Who doesn’t enjoy hiking in the mountains? Some regions of the United States are ideal for hikers of all types. Some hikers prefer to stick to well established trails, while other, more gutsy hikers may insist upon reaching the summit of high altitude mountains. Of course, like many outdoor activities, hiking comes with risks, such as falling from cliffs, running out of food and water, getting lost and being attacked by dangerous animals. Hikers can prepare for such unfortunate occurrences by using maps, bringing plenty of food and water or by bringing pepper spray in case of wildlife encounters. However, there is very little a hiker can do in order to prevent attacks from the dreadful bugs that painfully eat away at people’s toes. These bugs are known as Abedus bugs, and while most hikers have probably never heard of them, they are becoming more and more common in the mountains of southern California. In fact, they are becoming so common that park rangers have taken to warning hikers about their presence in certain mountainous regions.
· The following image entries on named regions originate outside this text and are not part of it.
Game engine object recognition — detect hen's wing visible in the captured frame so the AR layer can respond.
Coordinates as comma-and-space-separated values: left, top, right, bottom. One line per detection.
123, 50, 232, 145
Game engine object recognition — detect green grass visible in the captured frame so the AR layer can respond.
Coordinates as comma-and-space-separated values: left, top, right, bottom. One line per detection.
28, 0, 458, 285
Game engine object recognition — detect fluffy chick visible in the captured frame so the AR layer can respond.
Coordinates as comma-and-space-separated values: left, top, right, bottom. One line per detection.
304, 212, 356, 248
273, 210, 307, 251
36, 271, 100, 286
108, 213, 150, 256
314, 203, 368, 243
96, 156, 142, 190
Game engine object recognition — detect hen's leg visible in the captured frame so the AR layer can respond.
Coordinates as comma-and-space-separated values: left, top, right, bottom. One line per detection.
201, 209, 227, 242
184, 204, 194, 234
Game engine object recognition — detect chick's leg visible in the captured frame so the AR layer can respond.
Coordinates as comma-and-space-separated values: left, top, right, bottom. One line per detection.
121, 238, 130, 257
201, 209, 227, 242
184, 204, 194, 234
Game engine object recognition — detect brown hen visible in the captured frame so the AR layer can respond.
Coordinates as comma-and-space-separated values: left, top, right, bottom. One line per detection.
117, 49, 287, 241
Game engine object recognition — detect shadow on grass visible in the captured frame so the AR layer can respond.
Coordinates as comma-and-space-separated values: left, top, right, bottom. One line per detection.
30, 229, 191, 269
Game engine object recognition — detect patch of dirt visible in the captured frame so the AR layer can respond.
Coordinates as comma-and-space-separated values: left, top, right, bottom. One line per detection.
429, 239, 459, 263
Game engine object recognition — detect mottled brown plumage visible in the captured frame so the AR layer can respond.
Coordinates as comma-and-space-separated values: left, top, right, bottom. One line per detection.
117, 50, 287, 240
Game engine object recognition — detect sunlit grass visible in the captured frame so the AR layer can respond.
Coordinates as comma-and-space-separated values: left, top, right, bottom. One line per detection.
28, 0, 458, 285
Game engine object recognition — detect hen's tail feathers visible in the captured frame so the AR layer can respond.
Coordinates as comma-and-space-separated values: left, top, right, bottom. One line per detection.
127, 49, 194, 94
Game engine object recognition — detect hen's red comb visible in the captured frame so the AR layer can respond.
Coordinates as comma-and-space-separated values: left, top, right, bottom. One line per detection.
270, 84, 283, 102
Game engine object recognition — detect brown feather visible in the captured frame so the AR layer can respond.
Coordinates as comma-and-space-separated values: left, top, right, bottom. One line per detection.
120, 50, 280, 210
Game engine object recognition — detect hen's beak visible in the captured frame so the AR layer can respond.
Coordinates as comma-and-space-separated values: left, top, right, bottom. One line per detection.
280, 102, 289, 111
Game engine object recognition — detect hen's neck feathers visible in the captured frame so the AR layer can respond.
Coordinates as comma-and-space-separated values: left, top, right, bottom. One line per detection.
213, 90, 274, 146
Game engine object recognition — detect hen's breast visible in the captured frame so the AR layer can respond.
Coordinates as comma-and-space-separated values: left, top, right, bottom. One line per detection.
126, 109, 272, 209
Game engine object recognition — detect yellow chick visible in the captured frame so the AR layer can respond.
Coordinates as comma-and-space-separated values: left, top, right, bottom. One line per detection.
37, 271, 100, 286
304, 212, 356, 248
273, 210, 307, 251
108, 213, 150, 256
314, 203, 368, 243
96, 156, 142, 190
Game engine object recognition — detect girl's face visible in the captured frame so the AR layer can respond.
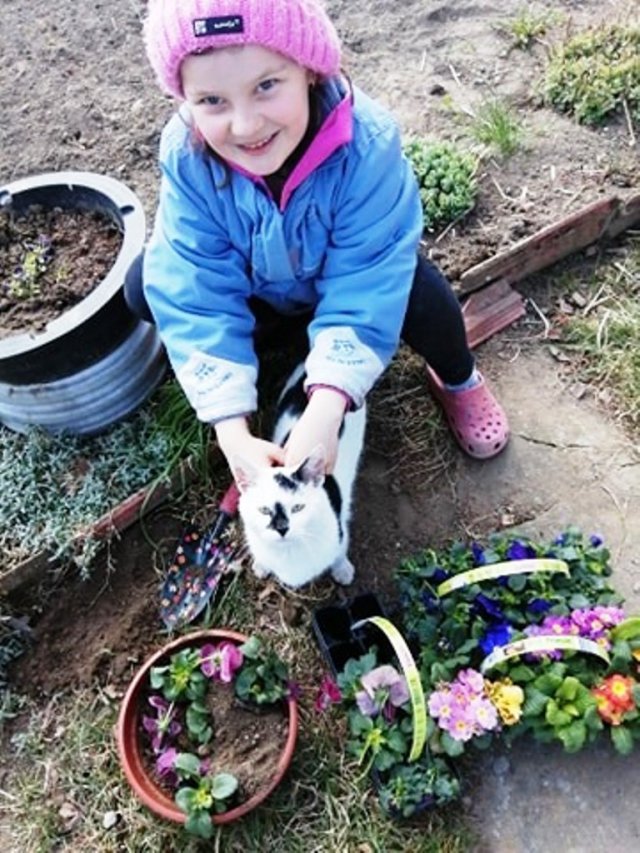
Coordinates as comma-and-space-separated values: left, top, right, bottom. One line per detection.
181, 45, 312, 175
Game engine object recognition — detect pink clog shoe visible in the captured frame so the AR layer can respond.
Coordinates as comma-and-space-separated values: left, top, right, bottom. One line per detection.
427, 366, 509, 459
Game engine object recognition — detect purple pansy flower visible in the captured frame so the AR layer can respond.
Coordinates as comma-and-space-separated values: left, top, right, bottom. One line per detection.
315, 675, 342, 711
156, 746, 178, 785
356, 664, 409, 720
200, 642, 243, 684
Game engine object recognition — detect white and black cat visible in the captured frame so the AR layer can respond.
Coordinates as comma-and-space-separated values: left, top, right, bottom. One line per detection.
234, 365, 366, 588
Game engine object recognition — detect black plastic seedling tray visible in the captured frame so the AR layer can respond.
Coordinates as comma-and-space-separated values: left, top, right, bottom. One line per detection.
312, 592, 393, 675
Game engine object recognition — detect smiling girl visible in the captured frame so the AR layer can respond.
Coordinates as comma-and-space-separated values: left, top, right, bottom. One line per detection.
143, 0, 508, 470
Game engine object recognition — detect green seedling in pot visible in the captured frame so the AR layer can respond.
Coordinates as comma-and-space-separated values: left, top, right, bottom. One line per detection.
151, 649, 207, 702
234, 637, 289, 705
174, 753, 238, 838
9, 235, 51, 299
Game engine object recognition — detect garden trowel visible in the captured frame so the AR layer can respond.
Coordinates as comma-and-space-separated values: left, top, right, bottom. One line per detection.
160, 482, 240, 629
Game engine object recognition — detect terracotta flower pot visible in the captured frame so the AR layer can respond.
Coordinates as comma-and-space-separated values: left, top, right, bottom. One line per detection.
116, 628, 298, 824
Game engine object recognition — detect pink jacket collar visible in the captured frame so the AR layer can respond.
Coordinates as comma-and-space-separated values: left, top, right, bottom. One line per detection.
229, 92, 353, 211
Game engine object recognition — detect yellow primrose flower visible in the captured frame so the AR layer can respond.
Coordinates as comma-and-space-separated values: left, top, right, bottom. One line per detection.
485, 678, 524, 726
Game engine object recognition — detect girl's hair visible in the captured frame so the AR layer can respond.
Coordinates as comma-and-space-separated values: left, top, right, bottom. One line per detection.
144, 0, 340, 98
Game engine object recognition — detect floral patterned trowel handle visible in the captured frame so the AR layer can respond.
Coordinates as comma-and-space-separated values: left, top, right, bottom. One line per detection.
160, 482, 240, 629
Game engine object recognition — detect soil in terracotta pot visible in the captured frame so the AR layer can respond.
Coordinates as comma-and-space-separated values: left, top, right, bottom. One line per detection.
0, 205, 122, 339
143, 668, 288, 805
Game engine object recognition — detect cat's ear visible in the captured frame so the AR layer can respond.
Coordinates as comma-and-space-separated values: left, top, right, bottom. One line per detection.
231, 456, 258, 494
294, 444, 327, 486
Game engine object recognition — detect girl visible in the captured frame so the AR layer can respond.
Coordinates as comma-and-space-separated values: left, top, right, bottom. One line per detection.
143, 0, 508, 471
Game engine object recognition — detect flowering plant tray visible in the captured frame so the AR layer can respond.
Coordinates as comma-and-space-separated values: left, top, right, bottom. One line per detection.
316, 529, 640, 817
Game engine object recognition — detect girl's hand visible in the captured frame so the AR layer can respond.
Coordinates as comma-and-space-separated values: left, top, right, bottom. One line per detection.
215, 417, 284, 472
284, 388, 347, 474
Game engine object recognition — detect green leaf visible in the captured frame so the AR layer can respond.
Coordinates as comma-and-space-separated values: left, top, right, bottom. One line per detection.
184, 810, 213, 838
211, 773, 238, 800
240, 636, 262, 660
507, 575, 527, 592
174, 752, 200, 778
440, 732, 464, 758
509, 664, 536, 684
527, 671, 563, 696
522, 684, 549, 717
556, 675, 580, 702
544, 699, 571, 729
611, 726, 633, 755
557, 720, 587, 752
175, 786, 196, 814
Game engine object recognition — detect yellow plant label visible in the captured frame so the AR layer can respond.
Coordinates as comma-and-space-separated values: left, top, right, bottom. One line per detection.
480, 634, 609, 675
436, 557, 569, 596
353, 616, 427, 761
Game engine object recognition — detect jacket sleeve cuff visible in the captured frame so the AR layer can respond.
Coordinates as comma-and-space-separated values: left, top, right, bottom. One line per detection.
176, 351, 258, 423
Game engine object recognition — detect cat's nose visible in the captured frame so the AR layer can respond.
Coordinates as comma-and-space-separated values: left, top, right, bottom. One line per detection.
272, 518, 289, 536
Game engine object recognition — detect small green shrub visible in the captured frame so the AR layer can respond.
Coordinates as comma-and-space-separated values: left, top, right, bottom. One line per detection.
404, 139, 477, 231
544, 25, 640, 126
499, 9, 562, 50
0, 380, 208, 574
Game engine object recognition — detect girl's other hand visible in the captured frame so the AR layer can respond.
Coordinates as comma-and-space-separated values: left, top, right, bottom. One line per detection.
284, 388, 347, 474
215, 417, 285, 471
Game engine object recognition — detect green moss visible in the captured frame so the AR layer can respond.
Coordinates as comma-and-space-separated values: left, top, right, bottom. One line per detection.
404, 139, 477, 231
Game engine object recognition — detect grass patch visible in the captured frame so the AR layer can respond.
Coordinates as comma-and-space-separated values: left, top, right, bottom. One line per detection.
543, 25, 640, 126
0, 632, 469, 853
0, 380, 208, 575
471, 99, 523, 157
563, 240, 640, 432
Abedus bugs are native to southern California where they are often spotted in streams around the Santa Monica Mountains. These bugs are also known as giant water bugs or toe-biters. As their name implies, these bugs can and will bite people’s toes. According to Park Ranger Ana Beatriz of the Santa Monica Mountains National Recreation Area, Abedus bugs can inflict very painful bites to people’s toes, but, luckily, they cannot kill people. These bugs can be found all over the world. In some regions, Abedus bugs can grow to four inches in length, and even the smaller ones are remorseless killing machines, as they often feast on fish, snakes and baby turtles. Many people are surprised to learn that this small insect can kill animals so much larger than itself, but considering the bugs toxic venom, hunting large animals is no problem for the Abedus bug. When these bugs locate their prey, they use their beaks in order to stab their victims. This beak injects venom, which paralyzes their victims. The venom also liquefies their victim’s insides so that the Abedus bug can suck out their entrails. Amazingly, size is not an issue when it comes to locating prey, as the Abedus bug can kill prey that is 50 times its own size.


Does learning about Abedus bugs make you afraid to go hiking?